I’ve gotten used to the writing roller coaster over the past couple of years. The highs are often followed by plunges into self-doubt. I’ve accumulated enough rejections to paper a wall or two – thank goodness for e-mail, and I’ve had a few pieces published. The essay and non-fiction articles seem to be rolling along, but the fiction and long-form train is stuck. I want to write fiction. In my head, I’m a novelist, a short story writer. Thus far, editors and one agent disagree. Even those who love me have reluctantly confessed (after the professionals broke the trail) that they prefer my essays to my stories. Now, this isn’t the first time that my internal self-image has crashed into reality. In my head, I’m also well travelled and adventurous. My passport hasn’t been valid since 1984.
I’m also stubborn to the point of delusion when it comes to clinging to my world view. I want to write stories, damnit! I want to write a book. At the moment, I have four short stories in various stages of completion/revision, several stories that have been rejected enough times to tell me that they need to go back to the factory, a draft of a novel that even I know isn’t going anywhere at the moment, and a hodgepodge of essays attempting to be a memoir but lacking anything resembling structure. I have a couple of choices: pick something, finish it, and get serious about submission, or do something completely different.

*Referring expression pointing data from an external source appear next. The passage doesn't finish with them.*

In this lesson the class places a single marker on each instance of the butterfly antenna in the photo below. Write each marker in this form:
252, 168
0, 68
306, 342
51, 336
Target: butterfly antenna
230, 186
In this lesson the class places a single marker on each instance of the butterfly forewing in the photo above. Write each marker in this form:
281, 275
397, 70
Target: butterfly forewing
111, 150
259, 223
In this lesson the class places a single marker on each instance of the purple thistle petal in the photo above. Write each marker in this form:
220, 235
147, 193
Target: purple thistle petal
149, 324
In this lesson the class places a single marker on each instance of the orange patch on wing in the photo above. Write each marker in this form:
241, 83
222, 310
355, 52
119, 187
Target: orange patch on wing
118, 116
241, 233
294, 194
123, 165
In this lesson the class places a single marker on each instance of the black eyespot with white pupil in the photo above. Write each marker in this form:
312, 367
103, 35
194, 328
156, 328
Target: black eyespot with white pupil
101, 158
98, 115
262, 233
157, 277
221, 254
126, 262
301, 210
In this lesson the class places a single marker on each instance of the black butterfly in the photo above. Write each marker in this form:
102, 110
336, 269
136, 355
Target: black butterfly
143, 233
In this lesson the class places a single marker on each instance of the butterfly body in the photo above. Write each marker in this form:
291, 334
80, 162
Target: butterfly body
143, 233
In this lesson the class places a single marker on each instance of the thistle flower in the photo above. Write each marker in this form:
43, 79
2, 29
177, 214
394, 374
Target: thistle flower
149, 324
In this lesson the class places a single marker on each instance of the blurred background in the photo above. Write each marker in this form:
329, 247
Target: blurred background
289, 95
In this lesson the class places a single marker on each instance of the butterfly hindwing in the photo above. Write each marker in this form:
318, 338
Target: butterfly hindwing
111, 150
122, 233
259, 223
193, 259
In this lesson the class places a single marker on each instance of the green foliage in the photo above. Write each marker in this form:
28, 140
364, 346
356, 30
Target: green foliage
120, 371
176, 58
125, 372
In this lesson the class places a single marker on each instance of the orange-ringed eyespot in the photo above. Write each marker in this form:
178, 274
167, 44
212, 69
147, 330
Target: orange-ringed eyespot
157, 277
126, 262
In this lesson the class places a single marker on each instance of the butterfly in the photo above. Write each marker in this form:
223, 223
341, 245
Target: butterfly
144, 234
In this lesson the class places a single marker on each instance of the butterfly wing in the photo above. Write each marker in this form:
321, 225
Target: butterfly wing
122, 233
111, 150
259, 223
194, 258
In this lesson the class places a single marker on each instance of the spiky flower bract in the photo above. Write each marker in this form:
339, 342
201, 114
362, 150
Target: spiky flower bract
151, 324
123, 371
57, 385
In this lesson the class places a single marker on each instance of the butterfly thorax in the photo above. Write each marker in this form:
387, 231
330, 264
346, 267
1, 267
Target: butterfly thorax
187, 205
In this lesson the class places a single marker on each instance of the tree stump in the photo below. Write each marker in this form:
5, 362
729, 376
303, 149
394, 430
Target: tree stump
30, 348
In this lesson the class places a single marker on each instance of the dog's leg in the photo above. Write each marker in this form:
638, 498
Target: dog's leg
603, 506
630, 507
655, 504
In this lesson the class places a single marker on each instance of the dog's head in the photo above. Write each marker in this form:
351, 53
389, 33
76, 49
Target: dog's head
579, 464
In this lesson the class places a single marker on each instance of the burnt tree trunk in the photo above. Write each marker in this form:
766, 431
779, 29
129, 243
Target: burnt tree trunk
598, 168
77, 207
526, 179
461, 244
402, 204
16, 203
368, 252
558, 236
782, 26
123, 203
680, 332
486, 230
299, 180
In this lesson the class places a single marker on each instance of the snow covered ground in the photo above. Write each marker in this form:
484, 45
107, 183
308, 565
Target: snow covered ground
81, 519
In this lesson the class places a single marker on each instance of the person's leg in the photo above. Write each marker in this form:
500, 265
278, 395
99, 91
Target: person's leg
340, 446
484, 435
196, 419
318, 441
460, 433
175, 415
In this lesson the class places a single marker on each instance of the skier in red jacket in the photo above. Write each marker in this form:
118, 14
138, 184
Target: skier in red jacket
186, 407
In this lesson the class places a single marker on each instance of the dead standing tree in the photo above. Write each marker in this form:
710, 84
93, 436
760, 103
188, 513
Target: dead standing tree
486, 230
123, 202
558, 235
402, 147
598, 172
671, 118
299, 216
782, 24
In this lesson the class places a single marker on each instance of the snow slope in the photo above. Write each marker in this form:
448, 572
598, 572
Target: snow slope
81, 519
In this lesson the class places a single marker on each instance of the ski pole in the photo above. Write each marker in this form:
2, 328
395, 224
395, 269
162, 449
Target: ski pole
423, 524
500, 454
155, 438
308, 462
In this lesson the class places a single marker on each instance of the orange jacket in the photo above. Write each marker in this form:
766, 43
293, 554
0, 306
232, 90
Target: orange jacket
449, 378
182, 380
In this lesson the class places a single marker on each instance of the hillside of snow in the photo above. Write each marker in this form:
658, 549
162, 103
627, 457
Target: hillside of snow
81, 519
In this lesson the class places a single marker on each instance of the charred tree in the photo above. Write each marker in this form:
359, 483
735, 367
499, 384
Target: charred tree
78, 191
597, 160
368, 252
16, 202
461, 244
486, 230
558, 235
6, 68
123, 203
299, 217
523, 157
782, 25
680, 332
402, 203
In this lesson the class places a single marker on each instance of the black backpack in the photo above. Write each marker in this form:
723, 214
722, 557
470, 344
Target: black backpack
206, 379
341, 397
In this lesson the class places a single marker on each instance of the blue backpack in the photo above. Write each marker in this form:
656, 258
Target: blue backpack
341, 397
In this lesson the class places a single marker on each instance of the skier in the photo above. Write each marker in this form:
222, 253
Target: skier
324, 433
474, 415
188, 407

Since the multiple partial projects are colluding with my latent ADD to drive a complete lack of productivity, I’ve decided to check out door number two. NaNoWriMo is coming. NaNoWriMo may look like a Disney (circa 1950) version of a Native American name, but it is actually, National Novel Writing Month. This is a world-wide project in which the literarily insane (or the very stuck) work to produce 50,000 words of a novel during the month of November. Now, I don’t think a bona fide, ready to read novel can be churned out in a month – certainly not by me. However, I’m hoping that forcing myself into the discipline of working on one project every day for 30 days will shove me back onto the track of inspiration.
So, here I go: as of November 1, I will begin work on a middle-grade fantasy/sci-fi novel. And, I’m looking for support. Bug me about it. When you see me, ask me how the novel is going. I’ll post excerpts periodically. Comment, critique, be mean -- it’s okay, I need it. Hold me to this project, but forgive me if I don’t hang around to chat. I’ve got a book to write.